Tokoh lain yang mengembangkan managemen kualitas adalah Edward Deming. Menurut Deming meskipun kualitas mencakup kesesuaian atribut produk  dengan tuntutan konsumen, namun kualitas harus lebih dari itu. Menurut Deming terdapat empatbelas poin penting yang dapat membawa/membantu manager mencapai perbaikan dalam kualitas yaitu :
1.       Menciptakan kepastian tujuan perbaikan produk dan jasa
2.       Mengadopsi filosofi baru dimana cacat tidak bisa diterima
3.       Berhenti tergantung pada inspeksi missal
4.       Berhenti melaksanakan bisnis atas dasar harga saja
5.       Tetap dan continue memperbaiki system produksi dan jasa
6.       Melembagakan metode pelatihan kerja modern
7.       Melembagakan kepemimpinan
8.       Menghilangkan rintangan antar departemen
9.       Hilangkan ketakutan
10.    Hilangkan/kurangi tujuan-tujuan jumlah pada pekerja
11.    Hilangkan managemen berdasarkan sasaran
12.    Hilangkan rintangan yang merendahkan pekerja jam-jaman
13.    Melembagakan program pendidikan dan pelatihan yang cermat
14.    Menciptakan struktur dalam managemen puncak yang dapat melaksanakan transformasi seperti dalam poin-poin di atas.
Dengan memperhatikan pendapat dua tokoh kualitas di atas, nampak bahwa mereka menawarkan beberapa pandangan yang penting dalam bidang kualitas, pada intinya dapat difahami bahwa semua yang berkaitan dengan managemen kualitas atau perbaikan kualis yang diperlukan adalah penerapan pengetahuan dalam upaya meningkatkan/mengembangkan kualitas produk atau jasa secara berkesinambungan.
                Sementara itu David A Garvin mengemukakan delapan dimensi atau kategoro kritis dari kualitas yaitu :
·       Performance (Kinerja). Karakteristik kinerja utama produk.
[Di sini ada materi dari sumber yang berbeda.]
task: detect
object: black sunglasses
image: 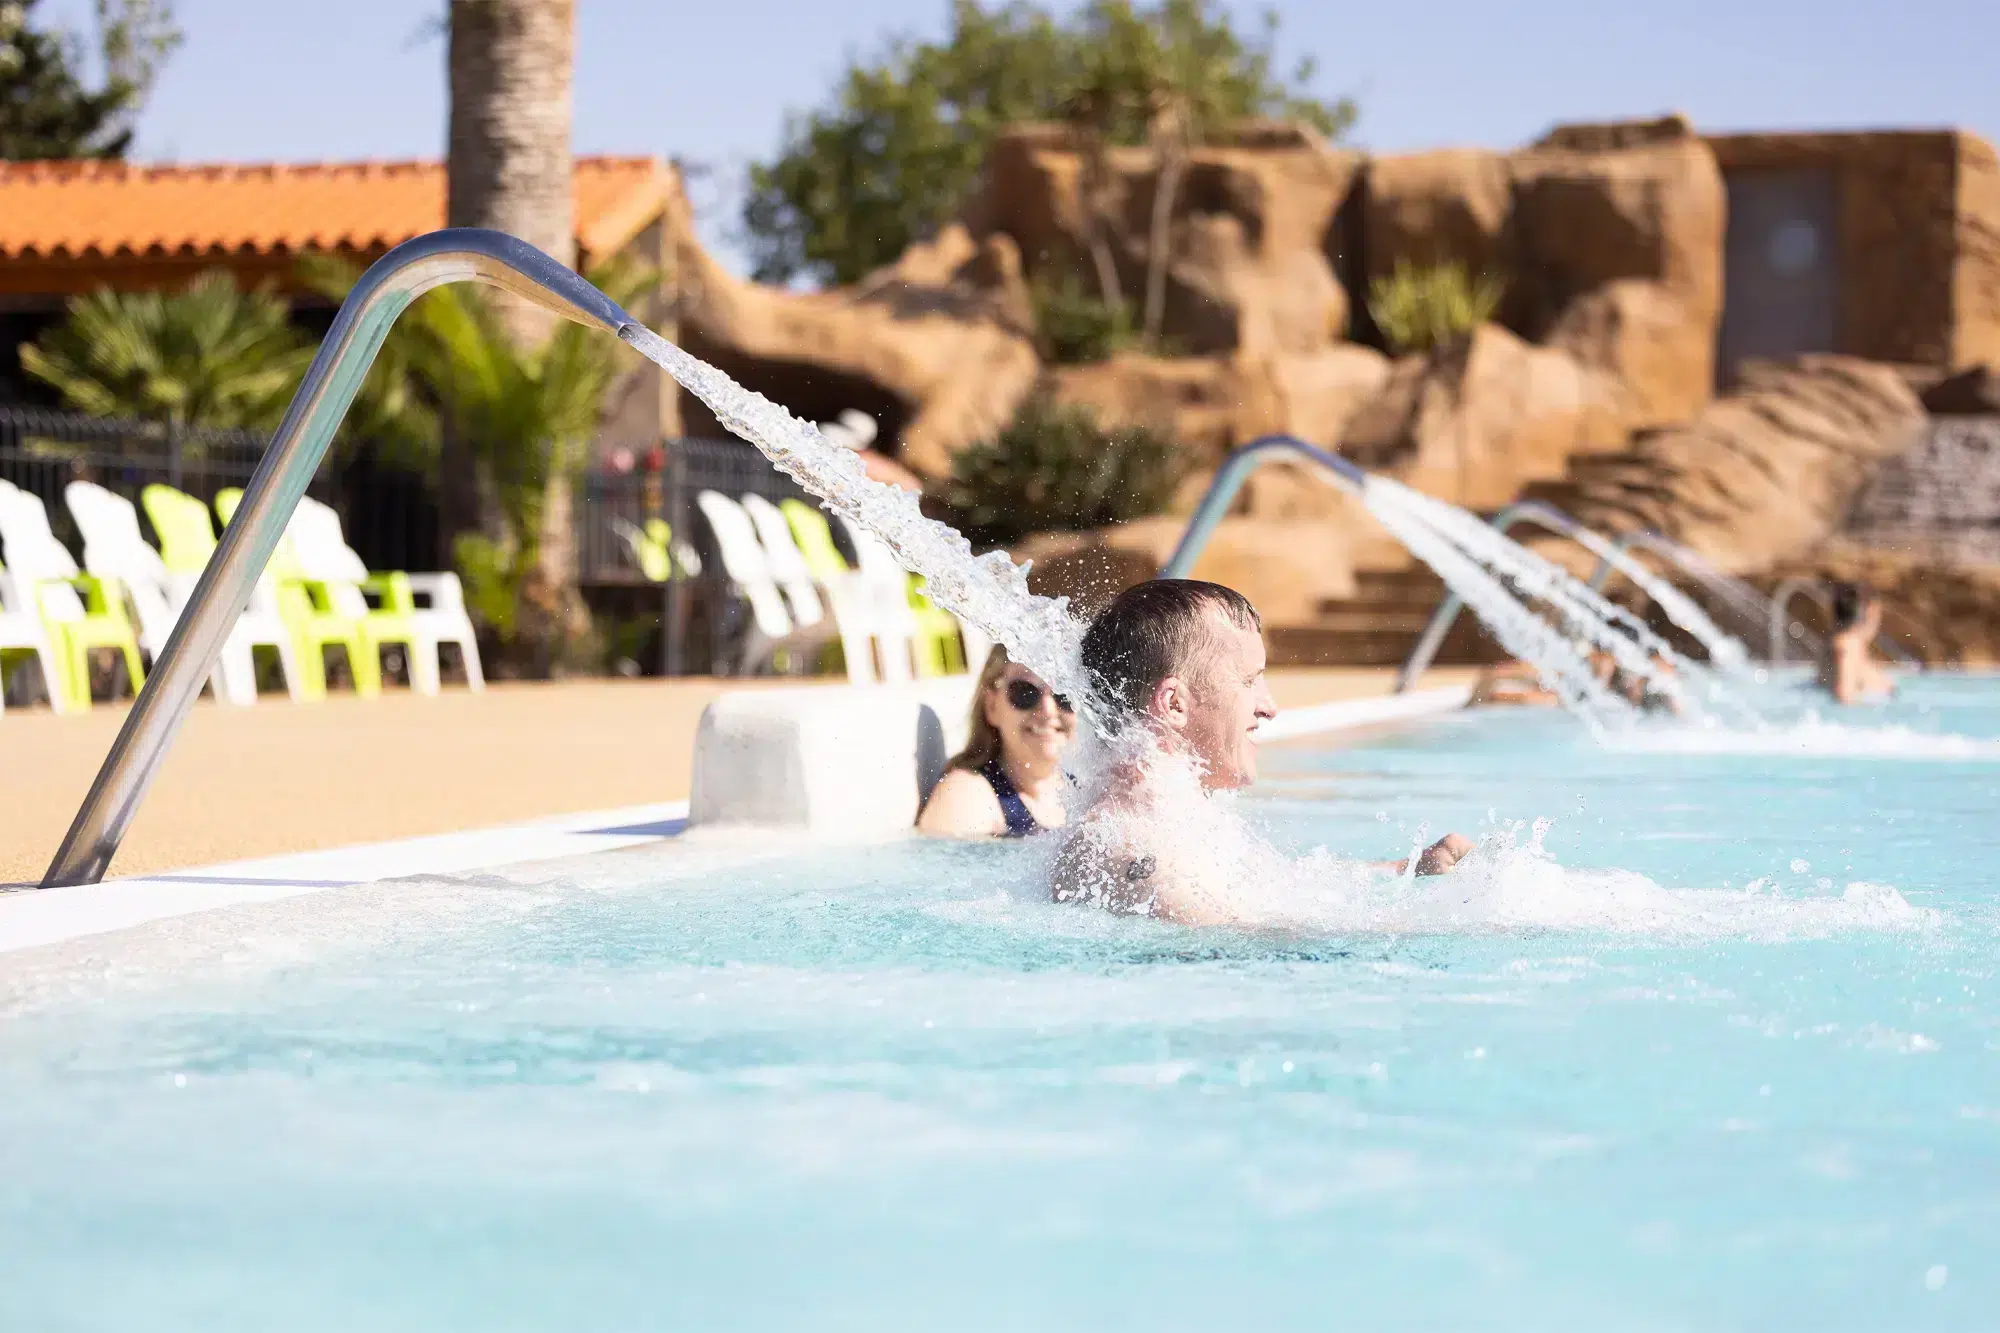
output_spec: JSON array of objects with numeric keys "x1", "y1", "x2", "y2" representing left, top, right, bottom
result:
[{"x1": 1004, "y1": 678, "x2": 1073, "y2": 714}]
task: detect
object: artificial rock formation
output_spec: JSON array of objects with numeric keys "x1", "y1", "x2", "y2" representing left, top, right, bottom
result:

·       Feature (profil). Aspek sekunder dari kinerja, atau kinerja tambahan dari suatu produk
·       Reliability (kedapat dipercayaan). Kemungkinan produk malfungsi, atau tidak berfungsi dengan baik, dalam konteks ini produk/jasa dapat dipercaya dalam menjalankan fungsingan
·       Conformance (kesesuaian). Kesesuaianatau cocok dengan keinginan/kebutuhan konsumen
·       Durability (Daya tahan). Daya tahan produk/masa hidup produk baik secara ekonomis maupun teknis
·       Serviceability (kepelayanan), kecepatan, kesopanan, kompetensi, mudah diperbaiki
·       Aesthetics (keindahan). Keindahan produk, dalam desain, rasa, suara atau bau dari produk, dan ini bersifat subjektif
·       Perceived quality (kualitas yang dipersepsi). Kualitas dalam pandagan pelanggan/konsumen
Selain itu Banyak pakar lain yang mencoba mendefinisikan kualitas berdasarkan sudut pandangnya masing-masing. Beberapa di antaranya adalah sebagai berikut (Fandy Tjiptono. 2003:3)
·       Performance to the standard expected by the customer
·       Meeting the customer's needs the first time and every time
·       Providing our customers with products and services that consis­tently meet their needs and expectations.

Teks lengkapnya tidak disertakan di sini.